Link to home
Start Free TrialLog in
Avatar of Aiysha
AiyshaFlag for United States of America

asked on

Split large table in access to smaller tables.

I have large table in access and I want to split it into smaller tables based on unique value in field one. Does anyone know of a query?

Thank you.
Avatar of John Tsioumpris
John Tsioumpris
Flag of Greece image

At first decide how many tables you want to split the BIG table
Copy/paste on the structure of the BIG table to the Number of Small tables e.g small1,small2,small3....they all have the same structure of the BIG table
You could use a simple query to take a chunk from the big table
SELECT * FROM BIG TABLE WHERE ID >1000 AND ID <2000
 and out of this execute an append query to append the table
INSERT INTO [SmallTable1] ( ID,Field1, Field2 )
SELECT BIGTable.ID,BIGTable.Field1,BIGTable.Field2
FROM BIGTABLE
WHERE ID >1000 AND ID <2000

Open in new window

Avatar of Aiysha

ASKER

my query

insert into smallertable (id1, f1,f2)
select bigtable.id1, bigtable.f1, bigtable.f2 from bigtable group by f1


is there a way to name the table by the grouped f1 value?
Avatar of Aiysha

ASKER

Also I am trying to make several tables based on unique api value.
Without some inside in your data structure i am only assuming ... just give a sample of your data.
What is the purpose of splitting the tables and naming them based on their contents?  The normal request would be how to combine the tables.
I want to split it into smaller tables

Pat is right.
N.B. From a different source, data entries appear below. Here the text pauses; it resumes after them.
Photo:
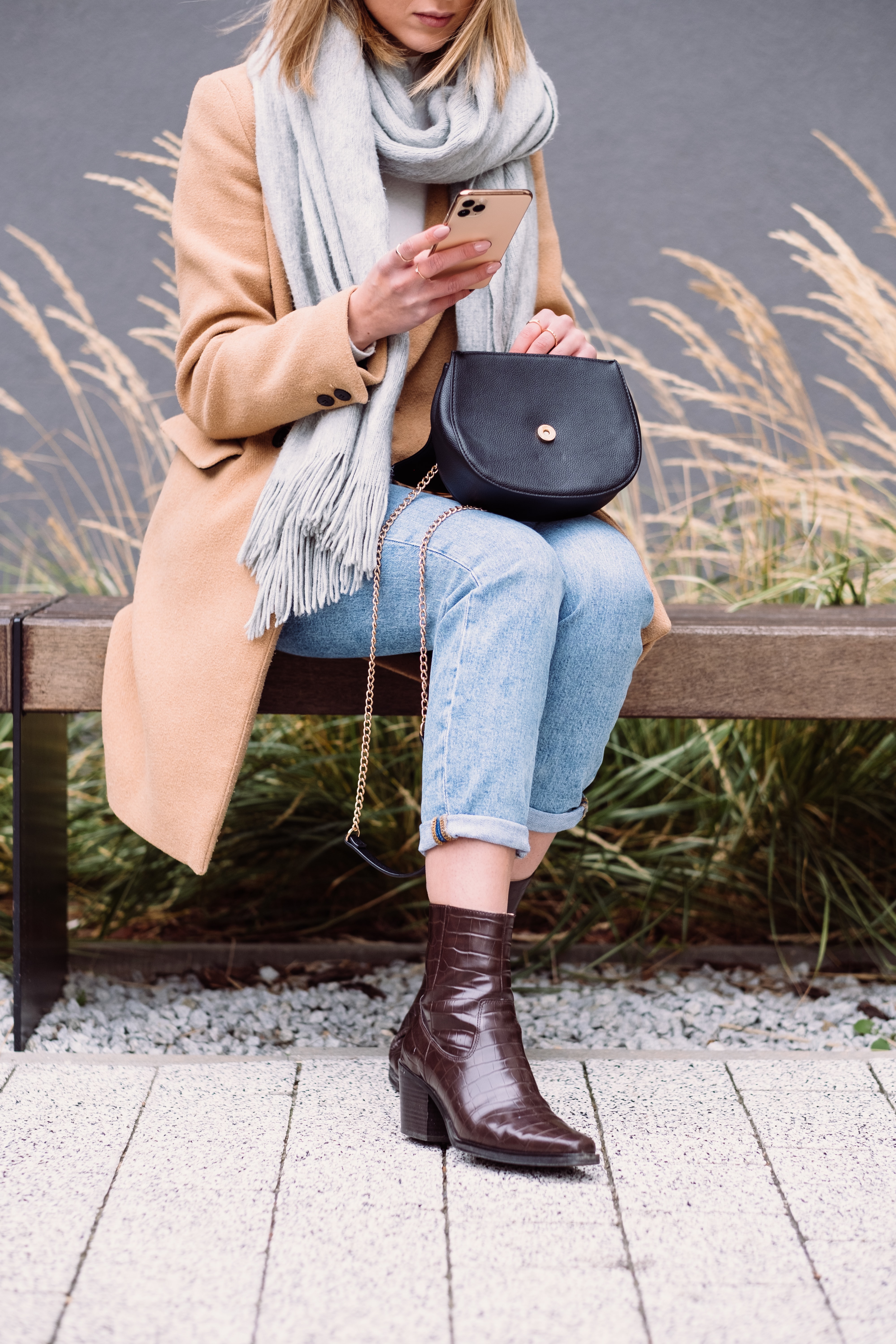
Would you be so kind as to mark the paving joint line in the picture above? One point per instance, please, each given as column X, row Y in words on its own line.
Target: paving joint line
column 100, row 1213
column 617, row 1206
column 786, row 1204
column 449, row 1275
column 273, row 1213
column 885, row 1093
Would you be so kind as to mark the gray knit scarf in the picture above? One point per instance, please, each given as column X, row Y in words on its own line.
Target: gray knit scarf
column 315, row 529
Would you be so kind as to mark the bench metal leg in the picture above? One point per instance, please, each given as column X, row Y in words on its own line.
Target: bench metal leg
column 39, row 855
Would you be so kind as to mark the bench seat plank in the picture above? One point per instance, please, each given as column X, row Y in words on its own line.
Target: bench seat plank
column 761, row 663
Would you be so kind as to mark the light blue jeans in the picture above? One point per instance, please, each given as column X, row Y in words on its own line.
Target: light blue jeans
column 535, row 632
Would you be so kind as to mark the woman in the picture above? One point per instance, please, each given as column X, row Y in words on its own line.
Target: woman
column 315, row 326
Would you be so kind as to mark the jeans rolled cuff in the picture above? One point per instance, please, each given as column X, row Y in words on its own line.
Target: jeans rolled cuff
column 553, row 822
column 459, row 827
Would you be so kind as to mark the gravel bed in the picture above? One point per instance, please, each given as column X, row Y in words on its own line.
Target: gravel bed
column 695, row 1010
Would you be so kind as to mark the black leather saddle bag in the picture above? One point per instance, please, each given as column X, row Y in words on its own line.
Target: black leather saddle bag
column 535, row 437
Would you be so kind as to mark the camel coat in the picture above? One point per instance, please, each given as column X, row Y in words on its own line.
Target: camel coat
column 182, row 683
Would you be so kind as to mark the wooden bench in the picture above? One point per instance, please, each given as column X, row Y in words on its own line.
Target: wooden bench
column 764, row 663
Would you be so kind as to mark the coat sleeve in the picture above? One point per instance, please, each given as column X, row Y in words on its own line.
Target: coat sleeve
column 550, row 292
column 241, row 369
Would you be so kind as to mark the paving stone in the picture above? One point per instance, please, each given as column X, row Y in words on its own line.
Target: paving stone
column 518, row 1234
column 886, row 1069
column 834, row 1151
column 808, row 1075
column 811, row 1120
column 62, row 1132
column 359, row 1249
column 179, row 1253
column 704, row 1275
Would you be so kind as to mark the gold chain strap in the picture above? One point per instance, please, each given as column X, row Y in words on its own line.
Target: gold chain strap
column 371, row 669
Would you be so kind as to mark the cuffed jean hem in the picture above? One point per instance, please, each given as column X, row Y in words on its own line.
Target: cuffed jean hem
column 457, row 827
column 553, row 822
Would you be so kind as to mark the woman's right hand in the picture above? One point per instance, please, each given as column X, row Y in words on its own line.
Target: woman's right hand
column 400, row 295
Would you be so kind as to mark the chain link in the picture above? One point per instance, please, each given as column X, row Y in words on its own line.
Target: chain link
column 371, row 669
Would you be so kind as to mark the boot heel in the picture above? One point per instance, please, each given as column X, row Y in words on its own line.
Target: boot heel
column 421, row 1116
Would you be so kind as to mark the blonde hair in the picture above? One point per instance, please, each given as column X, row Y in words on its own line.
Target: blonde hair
column 492, row 29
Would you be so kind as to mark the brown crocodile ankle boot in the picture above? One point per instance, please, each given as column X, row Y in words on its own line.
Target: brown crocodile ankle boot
column 518, row 892
column 464, row 1076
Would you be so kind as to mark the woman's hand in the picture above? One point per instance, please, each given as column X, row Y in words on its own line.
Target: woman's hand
column 569, row 341
column 400, row 295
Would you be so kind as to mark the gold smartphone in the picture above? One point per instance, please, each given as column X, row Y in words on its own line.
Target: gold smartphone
column 484, row 214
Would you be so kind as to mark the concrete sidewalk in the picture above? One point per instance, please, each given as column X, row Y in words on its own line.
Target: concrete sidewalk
column 152, row 1202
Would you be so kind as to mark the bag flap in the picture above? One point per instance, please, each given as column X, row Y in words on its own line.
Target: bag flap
column 199, row 448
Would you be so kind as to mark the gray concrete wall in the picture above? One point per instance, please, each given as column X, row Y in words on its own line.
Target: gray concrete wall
column 684, row 123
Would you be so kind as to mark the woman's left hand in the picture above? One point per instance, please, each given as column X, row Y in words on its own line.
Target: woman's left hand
column 558, row 337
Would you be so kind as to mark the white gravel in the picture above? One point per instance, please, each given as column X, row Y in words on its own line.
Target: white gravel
column 684, row 1011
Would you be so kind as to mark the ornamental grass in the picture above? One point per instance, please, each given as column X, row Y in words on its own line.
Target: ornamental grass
column 698, row 831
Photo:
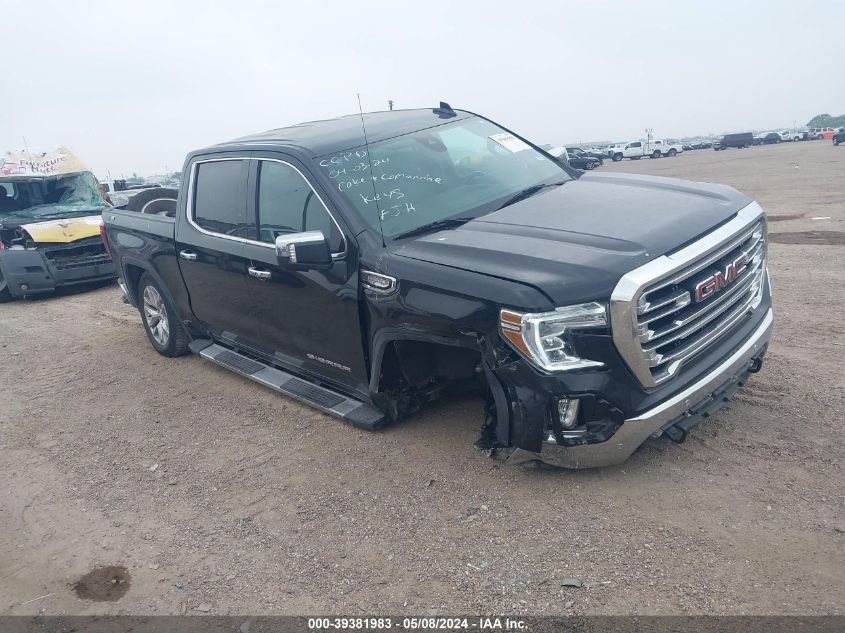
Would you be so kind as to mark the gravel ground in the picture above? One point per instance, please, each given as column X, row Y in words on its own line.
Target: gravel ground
column 206, row 493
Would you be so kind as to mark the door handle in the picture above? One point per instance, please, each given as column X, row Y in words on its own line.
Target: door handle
column 264, row 275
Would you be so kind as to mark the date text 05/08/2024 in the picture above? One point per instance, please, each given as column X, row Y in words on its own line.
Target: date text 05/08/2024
column 417, row 623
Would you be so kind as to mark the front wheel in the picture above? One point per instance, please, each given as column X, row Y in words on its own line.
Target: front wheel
column 161, row 323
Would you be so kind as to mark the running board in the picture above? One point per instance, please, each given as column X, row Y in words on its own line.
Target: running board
column 355, row 412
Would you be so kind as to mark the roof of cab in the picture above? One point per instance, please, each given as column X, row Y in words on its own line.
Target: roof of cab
column 332, row 135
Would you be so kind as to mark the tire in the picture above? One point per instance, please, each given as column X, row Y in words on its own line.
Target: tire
column 5, row 293
column 158, row 201
column 166, row 334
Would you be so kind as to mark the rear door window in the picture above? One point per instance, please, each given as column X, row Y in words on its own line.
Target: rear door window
column 220, row 198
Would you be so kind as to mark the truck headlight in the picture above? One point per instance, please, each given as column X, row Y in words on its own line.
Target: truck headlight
column 544, row 337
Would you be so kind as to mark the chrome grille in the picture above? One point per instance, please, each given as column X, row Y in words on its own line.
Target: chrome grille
column 663, row 321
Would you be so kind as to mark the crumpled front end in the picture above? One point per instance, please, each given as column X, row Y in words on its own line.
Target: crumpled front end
column 49, row 255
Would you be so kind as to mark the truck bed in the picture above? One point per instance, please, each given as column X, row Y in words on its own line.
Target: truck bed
column 160, row 225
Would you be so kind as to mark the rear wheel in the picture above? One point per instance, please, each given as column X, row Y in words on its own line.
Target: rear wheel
column 158, row 201
column 166, row 334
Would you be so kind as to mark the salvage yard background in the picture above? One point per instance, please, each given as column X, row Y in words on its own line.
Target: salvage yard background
column 219, row 496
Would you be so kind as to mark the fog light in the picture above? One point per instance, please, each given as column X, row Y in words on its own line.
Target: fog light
column 567, row 410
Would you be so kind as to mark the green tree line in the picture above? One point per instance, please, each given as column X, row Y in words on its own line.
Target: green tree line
column 825, row 120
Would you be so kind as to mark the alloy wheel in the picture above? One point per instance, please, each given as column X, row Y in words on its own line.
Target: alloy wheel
column 155, row 314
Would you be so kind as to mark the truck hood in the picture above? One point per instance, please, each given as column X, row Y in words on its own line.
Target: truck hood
column 573, row 243
column 63, row 230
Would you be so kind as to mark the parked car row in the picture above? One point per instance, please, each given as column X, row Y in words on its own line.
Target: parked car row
column 697, row 144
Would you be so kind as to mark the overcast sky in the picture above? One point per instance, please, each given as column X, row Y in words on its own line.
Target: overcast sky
column 133, row 86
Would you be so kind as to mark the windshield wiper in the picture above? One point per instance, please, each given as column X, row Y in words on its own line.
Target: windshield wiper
column 437, row 225
column 528, row 192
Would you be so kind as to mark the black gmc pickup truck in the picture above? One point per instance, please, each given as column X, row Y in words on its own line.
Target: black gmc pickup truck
column 368, row 264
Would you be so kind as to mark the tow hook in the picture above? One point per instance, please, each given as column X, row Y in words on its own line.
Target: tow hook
column 675, row 433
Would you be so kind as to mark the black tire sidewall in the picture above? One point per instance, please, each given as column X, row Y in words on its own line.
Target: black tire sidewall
column 141, row 199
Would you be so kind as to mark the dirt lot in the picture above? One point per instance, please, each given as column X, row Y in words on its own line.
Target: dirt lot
column 219, row 496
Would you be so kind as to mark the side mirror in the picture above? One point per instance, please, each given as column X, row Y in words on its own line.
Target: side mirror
column 301, row 251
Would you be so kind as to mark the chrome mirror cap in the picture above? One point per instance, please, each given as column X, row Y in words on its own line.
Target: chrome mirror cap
column 286, row 244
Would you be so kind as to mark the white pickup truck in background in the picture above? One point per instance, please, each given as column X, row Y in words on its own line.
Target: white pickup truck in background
column 652, row 149
column 794, row 135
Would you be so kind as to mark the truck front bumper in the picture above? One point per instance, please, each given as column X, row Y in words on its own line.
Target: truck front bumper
column 689, row 405
column 46, row 268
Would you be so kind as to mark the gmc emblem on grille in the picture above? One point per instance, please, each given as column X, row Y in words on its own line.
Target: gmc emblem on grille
column 706, row 288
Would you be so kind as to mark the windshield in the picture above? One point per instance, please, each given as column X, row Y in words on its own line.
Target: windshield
column 457, row 170
column 50, row 197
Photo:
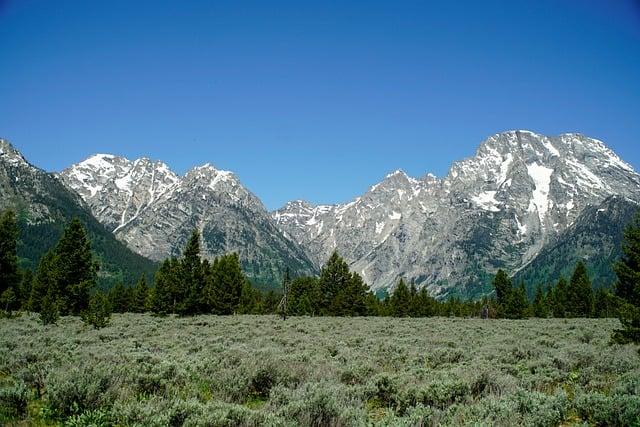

This is a dead end.
If your table is large (Many records) and you are having performance problems, then the correct approach will usually be to add indexes where relevant.

If your table is wide (Many fields) it *might* be that your table is not normalized properly, which is a whole different ballgame.

Please provide more info.
Yeah, you're likely heading in the wrong direction.  Dividing records with the same structure into different tables isn't good design.  Programming and querying will be much more difficult.

Anders is right about the proper indexing helping with performance, if that's the issue.  If that still doesn't help, then consider migrating the back-end to SQL Server - it has a lot more power and even the free Express version can support a larger database than Access.
The concept of splitting a BIG table to smaller ones is not entirely wrong
Take for example we have a table that holds all the stock movements
And it has reached some million records.....
It has records from year 2000 - 2019...considering the fact that there is actually no chance that something from .e.g. 2001 will come and "bite" us  in the year 2019 is not that wrong to move records e.g older that 2015 to a "history" table and leave the "necessary" records...
After all if we need them there are there ..e.g. for statistics uses but for everyday use a smaller table is always better...indexes do help but at some time we will have the fact that we are iterating 10,000,000 records opposed to e.g. 500,000
Hi John,

You're right, it's possible that dividing a table into a "current" and "history" table is the best approach, but I'd argue that it should be done only after all other solutions have been tried, including moving to a robust database like SQL Server, proper indexing, and good query design.  If the table is divided, then Union queries will be needed to get a complete history with records before some arbitrary cutoff date.  Sure, it's doable, but not optimal.

And anyway, the OP didn't mention anything about dates - they wanted to divide the table based on a "unique value".  This would result in the need for Union queries to put things back together again, which would definitely add complexity and hassle to the database.
I did a few projects for Readers' Digest in the 90's.  Their customer master file at the time was 60 million rows and divided into 8 separate files.  The file a customer record would be found in was based on the first letter of the last name (which also held company names for company accounts).  The online transactions extracted the first letter and used that to decide which file to read the customer's record from.  The batch processes read each record of each file in sequence.  It was a pain but no where near as bad as how they formatted the customer record itself but I won't go there since it isn't relevant to this discussion.  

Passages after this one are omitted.